The fight film "Warrior" is like the rousing "Rocky" sequel that Stallone never thought of.
In fact, an alternative title might be "Rockys," and it poses an appealing question: What if Rocky fought Rocky?
"Warrior" answers that question in the context of Mixed Martial Arts, with a story built around bitterly estranged brothers who enter a high-stakes, winner-take-all MMA tourney in Atlantic City, with every possibility they will have to fight each other for the title.
Aussie character actor Joel Edgerton is Brendan, a cash-strapped school teacher who returns to MMA as a way to fund suddenly escalating mortgage payments on the home he's about to lose.
Rising star Tom Hardy is Tommy, a troubled ex-Marine who fights as an outlet for his internal rage, fed by experiences in Iraq and by a family rift. The brothers grew up under an abusive and alcoholic father (Nick Nolte), and when the parents split, the boys were separated, physically and emotionally.
There are faint echoes here of "The Fighter," and in truth "Warrior" was filmed at the same time and held from release to side-step the notion that it's an MMA knock-off.
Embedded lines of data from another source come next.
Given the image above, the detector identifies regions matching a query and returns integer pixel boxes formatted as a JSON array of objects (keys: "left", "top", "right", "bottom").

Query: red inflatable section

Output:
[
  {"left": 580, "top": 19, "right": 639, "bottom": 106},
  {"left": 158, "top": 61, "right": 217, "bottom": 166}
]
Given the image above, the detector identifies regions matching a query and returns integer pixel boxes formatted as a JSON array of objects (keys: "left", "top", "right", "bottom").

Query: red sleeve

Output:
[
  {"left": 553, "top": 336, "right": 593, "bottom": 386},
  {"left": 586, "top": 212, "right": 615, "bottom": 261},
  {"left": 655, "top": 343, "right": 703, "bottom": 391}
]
It's not. "Warrior" is really a much different film than the indie-quirky "The Fighter." "Warrior" is comfortable in its sports-movie, genre clothes (directed by "Miracle" helmer Gavin O'Connor) and succeeds by virtue of its abundant pulp energy.
O'Connor wants unabashedly to build equal rooting interest in both brothers, and he very much succeeds - a tricky thing, since the men are fundamentally different. Brendan is a settled, suburban family man, a reluctant fighter who wants to reconcile with the brother he thought he'd lost forever.
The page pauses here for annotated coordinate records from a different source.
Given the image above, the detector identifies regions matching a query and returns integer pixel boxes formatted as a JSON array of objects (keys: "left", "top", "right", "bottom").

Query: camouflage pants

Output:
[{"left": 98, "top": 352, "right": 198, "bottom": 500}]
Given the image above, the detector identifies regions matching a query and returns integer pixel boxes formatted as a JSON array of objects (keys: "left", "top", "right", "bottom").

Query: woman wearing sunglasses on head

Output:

Tommy is still an open psychological wound, who re-enters the lives of father and brother to settle old scores. Fighting is a way to channel his resentment into a brutal form of punishment. The scene of Tommy unleashing this dark energy for the first time in the ring is surely one of the best in recent sports movie history. (It's a shrewed performance by Hardy, who needs to make Tommy more than an angry thug, and does so by locating the confused, abandoned kid underneath).
"Warrior" is also a true sports movie, one that reveals character through action. O'Connor shot hundreds of hours of fight footage, and uses it to shape his characters and to drive his story. The remarkable finale manages to resolve conflict with nary a spoken word. Not even "yo," or "Adrian."
To boot, the movie has a pulsating, recession-era populist streak, leaning on sympathy for moonlighting schoolteachers and neglected veterans tossed into an MMA cage to compete for cash put up by a bored hedge-fund dilletante, who can think of nothing better to do with his money than force hard-up people to fight for it.